Hence, according to him, sustaining above Wednesday’s low of 11,250 market can be expected to initially pull back towards 11,479 levels.
At this juncture, based on wave counts on lower time frame charts it is clearly looks like a counter trend rally which if materialises should have a best case scenario target of 11,658 on the upside before resuming the downswing again, he said.
Hence, he advised traders to position themselves to play for this counter trend rally with a stop below 11,250 levels.
India Volatility Index fell by 6.16 percent to 14.38.
On the options front, maximum call open interest (OI) of 44.55 lakh contracts was seen at the 11,800 strike price followed by 11,600 and 11,500 strikes while maximum put open interest of 44.78 lakh contracts was seen at the 11,400 strike price followed by 11,000 and 11,200 strikes.
Significant Call writing was seen at 11,400, 11,300 and 11,200 strikes while Put writing was seen at 11,200, 11,400 and 11,000 strikes.
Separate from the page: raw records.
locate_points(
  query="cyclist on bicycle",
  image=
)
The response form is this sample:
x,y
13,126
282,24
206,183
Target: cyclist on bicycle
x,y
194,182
“The index has formed a Hammer candlestick pattern on the daily chart, which is a bullish pattern. Going ahead, if the index overlaps with the swing low of 11,394 then there is a case for a deeper pullback,” Gaurav Ratnaparkhi, Senior Technical Analyst, Sharekhan by BNP Paribas he said.
Nevertheless, overall short term trend continues to be down, he feels. “One needs to keep an eye on the pullback post which fresh short position can be created.”
On the other hand, today’s low of 11,250 shall be the key support with short term target at 11,160, he said.